At the first talk we went to, a white-haired man, who I first assumed to be some sort of high-shaman type but who turned out to be the former Distinguished Chair in Pharmacology at Purdue University, gave a talk about “the secrets of LSD.”

It turned out he meant a lot of confusing neuroscience and chemistry — proteins, enzymes, lipids, amino acids, neural transmission signals, stuff like that — but I noticed he mentioned in passing that LSD studies had, historically, been instrumental in the history of neuroscience. In particular, the very notion that variant brain chemistries could be the cause of variant human behavior.

“Neuralink,” my attorney said, as we walked out, our minds spinning.

“What?”

Neuralink. Elon Musk’s new company, supposed to build direct brain-to-computer interfaces. Doesn’t seem like such a big jump from studying the mechanics of how psychoactive drugs affect the brain, and our perceptions of reality, to baseline tech for Neuralink, does it?”

“Have another clonazepam,” I ordered him, “you’re getting too wound up.”

But he was out of control. “I mean, all this psychoactive shit is serious biotech too, right? A single dose of psilocybin has been shown to enormously improve anxiety and depression for months in some people, and also help people in palliative care, which is pretty much all people eventually, you know? Studies indicate MDMA can be used very successfully to treat post-traumatic stress disorder, could help thousands of veterans like you, but because it’s illegal you haven’t gotten anything like the help you need.”

“I don’t need that kind of help,” I snapped, although suddenly my recurring back injury was screaming at me with pain, so I dug out a Tramadol, and followed it with an oxycontin just to be sure. “I’m fine. We’re all fine. The whole goddamn country’s having a totally fine time. This is fine.”

“Sure, man, sure.” He held his hands up placatingly. “Good news, though, a phase III clinical trial has been approved. Let’s go up to the Skyline Room. There’s a talk there about rebranding psychedelics.”

This was what we had come for; this was their secret plan to make their evil substances palatable to the world; and yet, somehow, by the time we got up to that 21st floor conference room, my heart wasn’t into subterfuge any more. Instead I found myself staring out to the gleaming spires of San Francisco, at the topped-out Salesforce Building.

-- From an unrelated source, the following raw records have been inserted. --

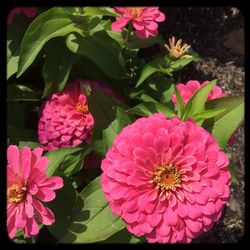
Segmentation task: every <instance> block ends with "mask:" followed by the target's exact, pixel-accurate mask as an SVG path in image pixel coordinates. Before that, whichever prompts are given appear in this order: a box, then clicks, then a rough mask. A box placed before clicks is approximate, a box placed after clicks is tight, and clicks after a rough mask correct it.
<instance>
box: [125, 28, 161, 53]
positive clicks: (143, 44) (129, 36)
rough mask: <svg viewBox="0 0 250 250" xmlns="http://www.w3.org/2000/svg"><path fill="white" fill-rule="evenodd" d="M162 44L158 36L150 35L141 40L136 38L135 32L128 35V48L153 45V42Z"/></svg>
mask: <svg viewBox="0 0 250 250" xmlns="http://www.w3.org/2000/svg"><path fill="white" fill-rule="evenodd" d="M156 43H157V44H162V43H163V44H164V42H163V41H162V40H161V38H160V37H153V36H150V37H149V38H147V39H145V40H142V39H139V38H137V36H136V34H135V32H133V34H132V35H130V36H129V39H128V43H127V47H128V48H129V49H144V48H148V47H151V46H153V45H154V44H156Z"/></svg>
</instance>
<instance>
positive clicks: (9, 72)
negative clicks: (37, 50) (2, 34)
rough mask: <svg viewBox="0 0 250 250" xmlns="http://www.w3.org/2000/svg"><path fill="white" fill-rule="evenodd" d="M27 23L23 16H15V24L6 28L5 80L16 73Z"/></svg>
mask: <svg viewBox="0 0 250 250" xmlns="http://www.w3.org/2000/svg"><path fill="white" fill-rule="evenodd" d="M29 22H30V20H29V19H28V18H26V17H25V16H24V15H16V16H15V22H13V23H12V24H11V25H8V26H7V80H8V79H9V78H10V77H11V76H12V75H13V74H15V73H16V72H17V68H18V60H19V52H20V48H21V42H22V39H23V35H24V33H25V31H26V29H27V27H28V25H29Z"/></svg>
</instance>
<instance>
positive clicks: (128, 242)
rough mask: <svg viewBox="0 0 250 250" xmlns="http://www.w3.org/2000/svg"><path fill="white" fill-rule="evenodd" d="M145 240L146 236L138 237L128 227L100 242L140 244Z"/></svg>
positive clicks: (117, 232)
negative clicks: (132, 233) (142, 236)
mask: <svg viewBox="0 0 250 250" xmlns="http://www.w3.org/2000/svg"><path fill="white" fill-rule="evenodd" d="M145 242H146V240H145V238H144V237H140V238H137V237H135V236H134V235H133V234H131V233H129V232H128V230H127V229H126V228H124V229H122V230H121V231H119V232H117V233H115V234H113V235H112V236H111V237H109V238H108V239H106V240H104V241H101V242H100V243H103V244H110V243H118V244H120V243H123V244H126V243H127V244H128V243H131V244H139V243H145Z"/></svg>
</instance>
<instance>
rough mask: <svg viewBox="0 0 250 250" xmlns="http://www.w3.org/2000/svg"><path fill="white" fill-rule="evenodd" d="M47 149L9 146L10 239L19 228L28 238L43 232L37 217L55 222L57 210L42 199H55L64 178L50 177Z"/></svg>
mask: <svg viewBox="0 0 250 250" xmlns="http://www.w3.org/2000/svg"><path fill="white" fill-rule="evenodd" d="M42 152H43V150H42V149H41V148H36V149H34V150H33V151H31V150H30V148H29V147H24V148H23V149H22V150H21V151H20V152H19V150H18V148H17V146H14V145H11V146H9V147H8V149H7V160H8V165H7V229H8V234H9V237H10V238H13V237H14V236H15V234H16V231H17V230H19V229H20V230H23V231H24V234H25V236H26V237H33V236H35V235H37V234H38V233H39V227H38V224H37V219H38V220H39V221H40V222H41V223H42V224H44V225H51V224H53V223H54V222H55V218H54V214H53V212H52V211H51V210H50V209H49V208H47V207H45V206H44V205H43V204H42V203H41V201H42V202H49V201H52V200H54V199H55V196H56V195H55V192H54V190H57V189H60V188H62V187H63V179H62V178H61V177H58V176H53V177H47V175H46V173H45V169H46V168H47V165H48V158H47V157H42Z"/></svg>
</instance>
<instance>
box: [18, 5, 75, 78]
mask: <svg viewBox="0 0 250 250" xmlns="http://www.w3.org/2000/svg"><path fill="white" fill-rule="evenodd" d="M71 32H80V31H79V29H78V28H77V27H76V26H75V24H74V23H73V21H72V20H71V19H70V17H69V15H68V14H67V13H66V12H65V10H64V9H63V8H61V7H54V8H51V9H49V10H48V11H46V12H43V13H42V14H40V15H39V16H38V17H37V18H36V19H35V20H34V21H33V22H32V23H31V24H30V26H29V28H28V29H27V31H26V33H25V35H24V38H23V41H22V45H21V51H20V58H19V63H18V72H17V77H19V76H20V75H22V74H23V73H24V71H25V70H26V69H27V68H28V67H29V66H30V65H31V64H32V62H33V61H34V60H35V58H36V56H37V55H38V53H39V52H40V50H41V49H42V47H43V46H44V44H46V43H47V42H48V41H49V40H50V39H52V38H54V37H58V36H65V35H67V34H69V33H71Z"/></svg>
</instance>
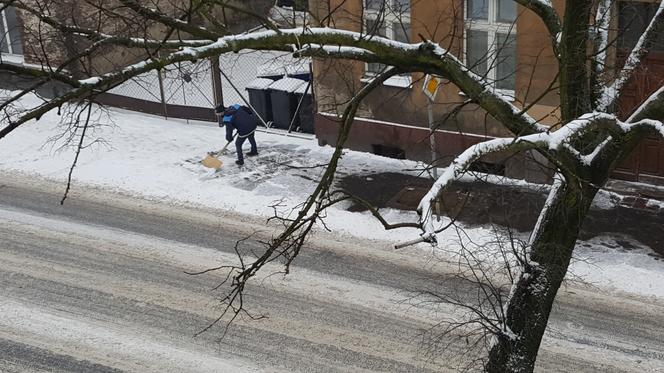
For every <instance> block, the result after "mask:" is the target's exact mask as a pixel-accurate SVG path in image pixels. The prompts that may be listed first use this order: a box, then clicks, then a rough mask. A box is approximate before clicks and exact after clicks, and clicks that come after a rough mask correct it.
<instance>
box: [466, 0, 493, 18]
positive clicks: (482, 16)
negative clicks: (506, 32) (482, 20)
mask: <svg viewBox="0 0 664 373" xmlns="http://www.w3.org/2000/svg"><path fill="white" fill-rule="evenodd" d="M468 18H471V19H488V18H489V0H468Z"/></svg>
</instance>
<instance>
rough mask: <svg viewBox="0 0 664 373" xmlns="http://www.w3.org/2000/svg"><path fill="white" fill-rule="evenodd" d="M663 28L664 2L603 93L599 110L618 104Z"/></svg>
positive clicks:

“Hey,” my attorney said, “did I ever tell you about the time at Disrupt when Arrington spent like 15 minutes asking Salesforce’s CEO about dropping acid with Steve Jobs? Jobs called taking acid a profound experience, one of the most important things in his life.”

“Prohibition,” I reminded him, “it’s illegal therefore wrong,” but the words felt hollow in my mouth, like a meaningless script. I stared out at San Francisco and wondered if, with the right kind of eyes, someone who wasn’t me could almost see a high and beautiful wave gathering, readying itself to inundate the nation and the world.


1 This is actually true.

2 So is this.

3 Psychedelic Science is the first conference I’ve ever attended that had a Healing Oasis; that said, TC Disrupt gets pretty intense at times — maybe we should consider incorporating one too.